With the paper price of gold pulling back, today billionaire Eric Sprott told King World News that the shortage of physical gold is now reaching extremes.  Sprott also discussed the implications of this, as well as Western central planner desperation.  This is the first in a series of interviews with Sprott that will be released today.  Below is what Sprott, Chairman of Sprott Asset Management, had to say in part I of this remarkable series of interviews.

Sprott:  “I have now written three articles titled, ‘Do The Western Central Banks Have Any Gold Left?’  I think we have seen some things develop in the last eight months that tells you there is a bona fide shortage of gold.

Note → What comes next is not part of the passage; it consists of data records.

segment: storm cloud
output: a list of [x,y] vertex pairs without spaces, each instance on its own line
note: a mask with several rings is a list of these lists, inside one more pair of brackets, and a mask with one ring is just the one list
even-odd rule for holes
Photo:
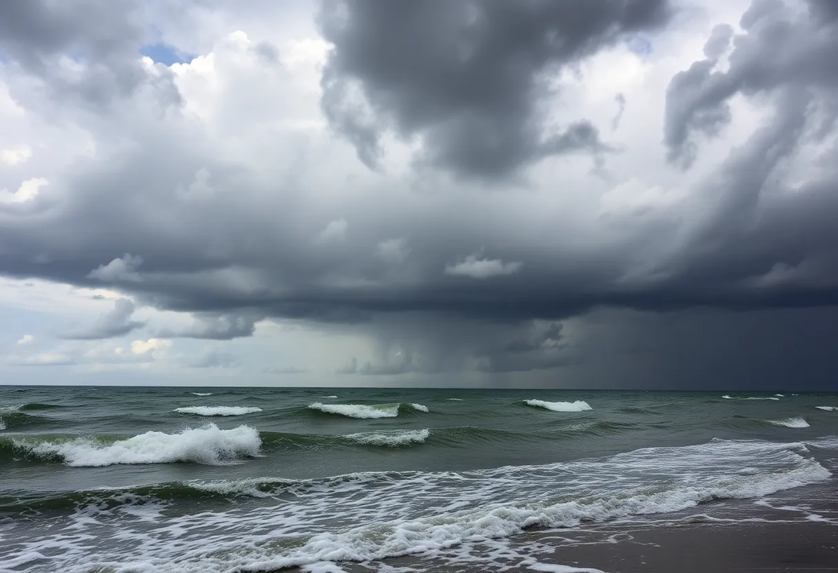
[[[116,297],[58,338],[144,328],[236,371],[272,321],[305,324],[369,344],[258,371],[356,381],[835,373],[825,0],[708,8],[692,35],[663,0],[301,3],[292,39],[270,29],[290,8],[208,1],[238,28],[204,45],[184,24],[163,39],[199,55],[172,65],[140,54],[158,39],[131,3],[13,3],[0,275]],[[742,366],[777,340],[800,341],[791,365]]]
[[323,109],[368,167],[385,130],[418,137],[417,162],[504,178],[555,155],[607,146],[590,121],[551,125],[550,77],[630,34],[663,25],[665,0],[325,2],[334,48]]

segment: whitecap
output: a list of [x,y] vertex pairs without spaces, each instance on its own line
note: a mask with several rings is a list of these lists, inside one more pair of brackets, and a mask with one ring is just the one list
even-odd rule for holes
[[577,400],[575,402],[546,402],[543,400],[525,400],[527,405],[546,408],[554,412],[582,412],[593,410],[587,402]]
[[338,414],[349,418],[395,418],[399,415],[400,404],[309,404],[312,410],[327,414]]
[[58,441],[19,439],[13,443],[38,457],[59,457],[67,466],[95,467],[175,462],[223,465],[259,456],[261,440],[259,432],[249,426],[221,430],[208,424],[175,434],[147,431],[112,443],[91,437]]
[[786,418],[785,420],[767,420],[769,424],[774,426],[784,426],[787,428],[808,428],[809,422],[800,417]]
[[365,446],[386,446],[399,447],[411,444],[421,444],[431,435],[425,430],[395,430],[393,431],[367,431],[358,434],[346,434],[343,437]]
[[748,397],[741,398],[739,396],[737,396],[737,397],[729,396],[729,395],[727,395],[726,394],[725,395],[723,395],[722,397],[724,398],[724,399],[726,399],[726,400],[775,400],[775,401],[779,401],[779,398],[777,398],[775,396],[748,396]]
[[194,414],[196,416],[242,416],[261,412],[261,408],[256,406],[187,406],[175,408],[172,411],[178,414]]

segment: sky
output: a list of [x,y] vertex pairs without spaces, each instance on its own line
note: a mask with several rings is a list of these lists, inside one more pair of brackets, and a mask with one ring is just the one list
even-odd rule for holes
[[0,3],[0,384],[835,390],[838,3]]

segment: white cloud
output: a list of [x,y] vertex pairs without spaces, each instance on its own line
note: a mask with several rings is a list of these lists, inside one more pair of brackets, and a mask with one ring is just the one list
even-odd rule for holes
[[25,163],[32,157],[32,147],[28,145],[18,145],[0,151],[0,162],[7,165]]
[[469,255],[463,261],[445,267],[445,274],[470,276],[473,279],[488,279],[492,276],[515,275],[523,268],[521,262],[504,262],[500,259],[478,259]]
[[132,256],[126,253],[122,257],[114,259],[107,265],[100,265],[98,268],[88,273],[88,278],[95,278],[106,282],[117,282],[119,281],[127,281],[131,282],[139,282],[142,280],[137,269],[142,264],[142,257],[140,256]]
[[378,244],[375,254],[385,262],[397,265],[404,262],[410,252],[404,239],[387,239]]
[[72,366],[75,359],[70,354],[57,352],[44,352],[18,358],[13,356],[8,364],[13,366]]
[[34,199],[40,191],[40,188],[49,185],[49,182],[44,178],[27,179],[20,183],[15,192],[0,189],[0,204],[26,203]]
[[133,354],[145,354],[156,350],[167,350],[172,348],[172,341],[166,338],[148,338],[148,340],[134,340],[131,343],[131,352]]
[[344,219],[339,219],[326,225],[326,228],[320,231],[317,242],[318,243],[342,243],[346,240],[346,229],[349,224]]

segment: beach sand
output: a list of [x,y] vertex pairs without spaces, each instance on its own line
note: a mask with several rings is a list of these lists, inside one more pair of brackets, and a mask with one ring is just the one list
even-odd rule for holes
[[[830,485],[834,485],[831,483]],[[821,491],[824,491],[821,486]],[[825,493],[825,492],[824,492]],[[834,493],[830,492],[830,493]],[[577,529],[529,530],[505,539],[466,543],[426,555],[369,564],[319,564],[298,571],[361,573],[761,573],[838,571],[838,504],[827,493],[820,515],[760,508],[729,519],[745,504],[711,504],[712,513],[671,519],[591,524]],[[715,506],[715,507],[714,507]],[[707,506],[705,506],[707,508]],[[826,517],[825,517],[825,515]],[[660,516],[662,517],[662,516]]]

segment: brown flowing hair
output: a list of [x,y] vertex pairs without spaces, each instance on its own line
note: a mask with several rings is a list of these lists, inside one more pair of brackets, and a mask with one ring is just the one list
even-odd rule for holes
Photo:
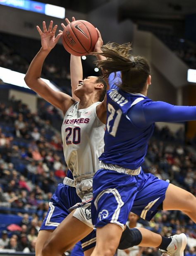
[[127,92],[140,92],[150,74],[150,66],[146,59],[131,55],[132,48],[129,43],[122,45],[108,43],[103,45],[101,50],[103,53],[96,54],[104,56],[106,59],[95,62],[103,70],[105,76],[121,71],[122,82],[117,85]]

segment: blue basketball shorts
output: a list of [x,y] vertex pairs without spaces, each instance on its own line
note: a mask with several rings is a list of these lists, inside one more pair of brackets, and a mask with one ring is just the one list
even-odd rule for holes
[[81,246],[81,242],[77,243],[73,248],[70,256],[84,256],[84,253]]
[[164,200],[168,185],[141,169],[135,176],[99,170],[93,178],[93,224],[99,227],[113,223],[124,229],[130,211],[150,221]]
[[[49,208],[40,230],[54,230],[70,213],[69,209],[81,202],[75,187],[58,184],[49,202]],[[95,246],[96,232],[93,231],[81,240],[84,251]]]

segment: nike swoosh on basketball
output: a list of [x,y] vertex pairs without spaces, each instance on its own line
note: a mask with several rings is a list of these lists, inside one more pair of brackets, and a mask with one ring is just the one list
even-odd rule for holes
[[79,27],[79,26],[80,26],[80,24],[76,24],[76,25],[75,25],[75,26],[74,26],[76,29],[77,29],[78,30],[79,30],[80,32],[81,32],[81,33],[82,33],[83,34],[83,35],[84,35],[84,36],[85,36],[86,38],[87,38],[88,39],[88,38],[87,36],[87,35],[86,35],[86,33],[85,33],[84,32],[84,31],[82,30],[82,29],[81,29]]

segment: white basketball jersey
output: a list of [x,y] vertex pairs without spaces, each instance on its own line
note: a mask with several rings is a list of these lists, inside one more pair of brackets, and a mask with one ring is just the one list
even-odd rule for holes
[[78,110],[79,103],[76,102],[64,117],[61,132],[65,158],[74,179],[99,169],[98,158],[103,150],[105,126],[96,113],[99,103]]

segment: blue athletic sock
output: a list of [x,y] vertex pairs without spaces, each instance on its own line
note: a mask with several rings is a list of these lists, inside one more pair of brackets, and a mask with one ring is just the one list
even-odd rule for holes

It all started with the Germans saying they wanted their 330 tons back, which is a mere 4% of what the U.S. theoretically owns, and they (the US) announced it would take seven years to deliver it back (to Germany).

“Then we had ABN AMRO where they said that people wouldn’t get their allocated gold.  We already started to see depletion in GLD at the beginning of the year, not just with the April and May smashes, and it was obvious to me that there was a shortage (of gold). 

In my mind what happened was the powers that be thought, ‘What are we going to do here?  We can’t have people find out that the central banks don’t have any gold because it’s all been leased and sold to Asia.  So, what are we going to do?  Well, let’s go bomb the COMEX (price), and maybe everyone will see their GLD, and we will go in and buy the GLD and redeem the (physical) gold.’

As you know, 600 tons of gold was redeemed.  600 tons is a big number.  So we’ve had a 30% increase in supply because of the GLD liquidation.  Of course during this time period, all of the investment advisors who told people to sell were the same people that covered their shorts.  So they (bullion banks) have gone from being short gold to being neutral on the COMEX.

We have seen the COMEX inventories decline rapidly.  We know that all of the dealer inventory on the COMEX has already been spoken for by delivery notices, so essentially there will be zero (inventory) if they ever make the delivery.

And the central planners (also) went to India and said, ‘Look, you’ve got to do something about all of this gold buying in India.’  So we’ve had ten different steps by the Indian government to try to curb demand -- a 2% tax, a 4% tax, a 6% tax, an 8% tax, and a ruling that banks couldn’t lend money for people to buy gold. 

They also convinced the Jewelers Association that as of July 1st they couldn’t sell gold bars and coins.  Just last week there was a new rule implemented that if you are importing gold you have to prove that a certain amount is being re-exported.  We’ve probably had ten or twelve things (restrictions) happen in six months, all of which is a huge attempt to get the second biggest buyer of gold in the world, after China, to decrease consumption because the gold isn’t around.

The central planners have arranged all of these things.  I think it’s just been one big scheme to try to get people dissuaded from owning gold and to cause supply to come out.  As you mentioned, because of it (central planner actions) we have the gold forward rates (for gold) being negative, backwardation, and inventories plunging, all of which have been manifested because there is a shortage of gold.